Et puis, un jour, on regarde des adultes rirent de ces phrases qu’on espérait ne jamais entendre sortir de la bouche de qui que ce soit.

Depuis quelques jours, certains invoquent l’alcool, d’autres parlent de santé mentale. Je ne minimise ni l’un ni l’autre parce que les deux méritent d’être pris au sérieux. Mais ils ne peuvent pas devenir un passe-droit et ils ne peuvent servir à effacer la responsabilité qui accompagne les gestes qu’on pose ou les mots qu’on prononce.

Parce qu’il y a une différence entre expliquer un comportement et l’excuser.

J’espère sincèrement que cette histoire sera un électrochoc et pas seulement pour eux, mais pour tous ceux qui les regardent.

Et je me pose aussi une autre question : quelle est notre propre responsabilité?

Parce que ces jeunes ne sont pas devenus influents par hasard. Derrière chaque million de vues, chaque collaboration, chaque contrat, il y a un public qui regarde, qui partage, qui commente et des entreprises qui choisissent à qui elles offrent une tribune.

Sans nous, leur voix porterait beaucoup moins loin.

Cette histoire devrait aussi nous pousser à réfléchir à ce que nous valorisons collectivement et à qui nous donnons de la visibilité. À remettre en question ce que nous encourageons, parfois sans même nous en rendre compte. Le nombre d’abonnés ne devrait jamais être le seul critère qui détermine qui mérite d’être mis de l’avant. Il est peut-être temps de se demander quels modèles nous avons envie d’offrir aux jeunes qui grandissent aujourd’hui.

Parce qu’on oublie parfois qu’être suivi par des milliers de jeunes n’est pas qu’un privilège, c’est aussi une responsabilité.

Ce soir, avant de me coucher, je vais probablement écrire à mon fils, comme je le fais souvent.

Pour lui dire que je l’aime oui, mais parce que ces derniers jours m’ont rappelé qu’on n’a jamais vraiment fini d’être parent.

On passe vingt ans à essayer d’élever un garçon qui deviendra un homme respectueux.

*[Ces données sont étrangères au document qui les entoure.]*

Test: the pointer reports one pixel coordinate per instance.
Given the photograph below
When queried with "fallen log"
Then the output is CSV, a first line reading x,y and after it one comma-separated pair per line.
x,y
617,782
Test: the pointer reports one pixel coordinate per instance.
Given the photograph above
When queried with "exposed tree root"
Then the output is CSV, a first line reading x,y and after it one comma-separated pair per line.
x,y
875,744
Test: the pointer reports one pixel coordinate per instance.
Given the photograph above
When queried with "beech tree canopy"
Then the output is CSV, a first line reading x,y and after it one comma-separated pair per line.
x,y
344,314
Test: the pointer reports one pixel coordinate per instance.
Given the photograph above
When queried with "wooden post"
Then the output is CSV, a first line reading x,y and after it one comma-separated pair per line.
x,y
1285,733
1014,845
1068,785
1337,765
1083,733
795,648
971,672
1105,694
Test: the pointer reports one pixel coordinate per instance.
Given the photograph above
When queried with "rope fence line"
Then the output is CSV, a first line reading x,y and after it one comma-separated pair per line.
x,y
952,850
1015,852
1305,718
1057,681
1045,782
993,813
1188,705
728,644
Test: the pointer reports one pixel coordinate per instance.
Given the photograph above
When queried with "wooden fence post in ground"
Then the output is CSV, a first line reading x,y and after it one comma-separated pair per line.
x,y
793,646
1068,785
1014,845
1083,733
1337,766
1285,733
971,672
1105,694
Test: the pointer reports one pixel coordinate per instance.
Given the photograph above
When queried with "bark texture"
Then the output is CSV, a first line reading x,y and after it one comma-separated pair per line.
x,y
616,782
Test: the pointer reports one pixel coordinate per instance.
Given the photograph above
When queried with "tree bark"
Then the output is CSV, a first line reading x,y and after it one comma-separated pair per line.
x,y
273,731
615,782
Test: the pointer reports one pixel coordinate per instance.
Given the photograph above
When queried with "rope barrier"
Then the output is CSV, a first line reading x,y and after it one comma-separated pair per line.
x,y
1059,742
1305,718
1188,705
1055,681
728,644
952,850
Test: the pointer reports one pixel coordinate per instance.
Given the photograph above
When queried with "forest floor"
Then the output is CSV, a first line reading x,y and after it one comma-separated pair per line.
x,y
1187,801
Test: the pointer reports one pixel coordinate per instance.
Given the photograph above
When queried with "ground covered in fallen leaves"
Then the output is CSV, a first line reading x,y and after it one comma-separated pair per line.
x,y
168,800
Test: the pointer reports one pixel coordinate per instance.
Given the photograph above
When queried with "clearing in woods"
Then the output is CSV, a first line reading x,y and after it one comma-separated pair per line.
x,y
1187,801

Puis un jour, on réalise que le monde continuera toujours de lui présenter d’autres modèles. J’espère simplement que ceux qu’il choisira de suivre ressembleront davantage aux valeurs qu’on a essayé de lui transmettre qu’à ce que j’ai vu circuler cette semaine.

À tous les parents qui, comme moi, se demandent parfois si ce qu’ils font est suffisant : ne cessons jamais de parler de respect, d’empathie et de bienveillance parce qu’on ne sait jamais quelle conversation fera toute la différence. Il ne nous reste qu’à espérer que quand nos enfants devront choisir qui ils veulent être, que les valeurs qu’on leur a transmises parleront un peu plus fort que le bruit autour d’eux.